Peer Reviewed Publications on the World Wide Web
Along with SLU Libraries collections students can use several searches and directories to identify and even access peer reviewed articles published on the World Wide Web. Now, be forewarned, scholarship as manifest on the Internet can be a thing apart from that on the shelves upstairs or down in ODY. One needs to keep in mind what constitutes a scholarly article as one navigates and assesses the myriad of publications—and half publications—that make up the Internet. Given that, there is scholarly material available “out there” that can drive any project. The following are searches or directories that can be of use in tracking this material down.
Google Scholar
http://scholar.google.com
Google Scholar is an extremely effective search for scholarship from across the academic disciplines. Like most things in this life, Google Scholar has its advantages and disadvantages. What Google Scholar does is search the open web for scholarly material, and it also indexes a number of databases from commercial publishers like JSTOR with whom Google has worked out a deal. There is a very useful utility that links to similar web sites, and an even more useful utility that provides a list of materials which have cited a given record in a results list. What one has to watch with Google scholar is that, in contrast with “ordinary Google,” it does not always provide full text. Many of the results in a Google Scholar search are to citations. Also, Google has never been very clear about what they consider scholarship. One has to read and assess critically when reviewing results from a Google Scholar search, still, this is a very helpful manifestation of Google.
Directory of Open Access Journals
http://www.doaj.org/
Sponsored by the Lund University Libraries (Lund Sweden), this is a list of peer reviewed journals published without subscription restrictions on the World Wide Web. The range of journals speaks to all the academic disciplines, and they are, as a rule, published by academic departments, organizations, libraries, and the like. The quality and upkeep of the journals varies greatly: some are active and ongoing projects, while others have clearly fallen into disrepair.

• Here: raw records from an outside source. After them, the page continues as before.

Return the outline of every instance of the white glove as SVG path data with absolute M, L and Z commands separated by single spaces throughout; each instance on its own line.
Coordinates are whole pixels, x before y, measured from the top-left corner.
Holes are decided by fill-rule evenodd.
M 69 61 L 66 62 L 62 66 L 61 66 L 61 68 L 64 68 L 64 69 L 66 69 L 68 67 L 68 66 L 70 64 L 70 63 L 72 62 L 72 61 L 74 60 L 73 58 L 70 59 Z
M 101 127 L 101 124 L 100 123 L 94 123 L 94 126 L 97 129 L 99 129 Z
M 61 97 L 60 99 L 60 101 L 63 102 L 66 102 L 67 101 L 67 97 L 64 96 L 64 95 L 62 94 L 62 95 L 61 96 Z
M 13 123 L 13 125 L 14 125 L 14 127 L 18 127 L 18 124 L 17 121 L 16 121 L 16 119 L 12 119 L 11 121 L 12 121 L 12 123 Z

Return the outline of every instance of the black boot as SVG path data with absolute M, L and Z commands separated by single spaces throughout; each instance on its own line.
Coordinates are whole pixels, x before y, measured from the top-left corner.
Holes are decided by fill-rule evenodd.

Duke University NGO Research Guide
http://library.duke.edu/research/subject/guides/ngo_guide/
This guide provides an overview of Non-Governmental Organizations as information sources. They are major sponsors of research and statistical publications for topics that include world development, world affairs, economics, demographics, environmental policy, and social justice. These are players like the EU and UN, and have long established reputations for publishing authoritative research.
HighWire Press Journals
http://highwire.stanford.edu/lists/freeart.dtl
An ongoing Stanford University project to create an open access model for publishing research in the sciences. Many branches of the sciences are represented in the HighWire journals. A substantive number of the journals are completely represented, some have access to a greater or lesser extent of the content (just what is available is clearly indicated). Health and medical research are particularly well represented.
Infomine
http://infomine.ucr.edu/
Infomine was established in 1994 to be ” a virtual library of Internet resources relevant to faculty, students, and research staff at the university level.” It was created and is maintained by librarians from a number of universities across the United States. Its scope goes beyond peer reviewed journals: it indexes all sorts of things including fairly informal publications, but it is still a major online, edited, academic resource.
Sciences.gov
http://www.science.gov/
This is a meta-search of U.S. Government databases that are available on the open web. These databases index a considerable body of research in education, health, and the sciences. The United States is a major sponsor of research in all these areas, and these databases are a major access point for tax-funded research. Some major government databases like ERIC, AGRICOLA, and PubMed are available on the SLU Libraries web site.